In mid-April, amid evidence that Donald Trump’s anti-immigrant rhetoric was driving new migration to lows not seen in decades, I wrote the following prediction:
WOLA predicts that, within a few months, migration numbers will increase from their present levels, despite the Trump administration’s tough rhetoric. These numbers are unlikely to return to the unusually high levels of late 2016 which, as we note in the discussion of migrant smuggling below, were also part of a “Trump effect.” Instead, monthly apprehensions are more likely to return to a level that is a rough average of the current extremely low amount and late 2016’s extreme highs.

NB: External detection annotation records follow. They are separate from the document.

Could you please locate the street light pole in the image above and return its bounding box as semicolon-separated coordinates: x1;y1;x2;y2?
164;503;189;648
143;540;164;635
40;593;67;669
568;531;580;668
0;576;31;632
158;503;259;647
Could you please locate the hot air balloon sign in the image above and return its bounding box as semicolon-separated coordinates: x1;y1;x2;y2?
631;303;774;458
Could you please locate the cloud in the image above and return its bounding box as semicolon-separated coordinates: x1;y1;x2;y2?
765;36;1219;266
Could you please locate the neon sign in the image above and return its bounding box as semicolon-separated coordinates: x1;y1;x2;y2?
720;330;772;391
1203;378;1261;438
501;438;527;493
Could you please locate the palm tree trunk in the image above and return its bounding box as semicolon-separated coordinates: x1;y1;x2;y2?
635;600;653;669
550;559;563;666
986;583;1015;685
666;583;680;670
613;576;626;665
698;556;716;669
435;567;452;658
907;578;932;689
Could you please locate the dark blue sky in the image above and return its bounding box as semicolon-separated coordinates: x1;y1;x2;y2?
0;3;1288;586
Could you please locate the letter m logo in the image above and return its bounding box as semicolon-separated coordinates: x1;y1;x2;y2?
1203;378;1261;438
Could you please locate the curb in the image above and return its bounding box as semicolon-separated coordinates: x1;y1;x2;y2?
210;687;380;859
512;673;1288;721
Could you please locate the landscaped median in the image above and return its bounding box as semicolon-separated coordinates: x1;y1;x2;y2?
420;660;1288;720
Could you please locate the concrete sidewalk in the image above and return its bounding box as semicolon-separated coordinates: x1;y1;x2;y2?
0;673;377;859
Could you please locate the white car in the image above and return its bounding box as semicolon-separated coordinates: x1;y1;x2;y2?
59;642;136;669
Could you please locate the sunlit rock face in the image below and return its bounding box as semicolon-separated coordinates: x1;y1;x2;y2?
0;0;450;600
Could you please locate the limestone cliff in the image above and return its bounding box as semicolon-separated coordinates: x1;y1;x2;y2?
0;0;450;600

That seems to be happening now. Customs and Border Protection released new data today on the number of migrants apprehended at the U.S.-Mexico border during the month of May. For the first time since Trump was inaugurated, this number is creeping up again.
From April to May:
- Overall apprehensions of migrants rose 31 percent at the border. (The general belief is that the number of non-apprehended migrants probably rose at a similar rate, so this gives us a rough idea of overall migration trends.)
- Apprehensions of unaccompanied children, most of them from Central America’s “Northern Triangle” countries, rose a surprising 50 percent.
- Apprehensions of members of “family units”—at least one parent and child, again mostly from the “Northern Triangle”—rose 41 percent.
There’s no way to know whether this is a trend: for all we know, migration could decline again. But it’s a timely reminder that high levels of violence persist in Central America, and that migrant smugglers aren’t planning to go out of business.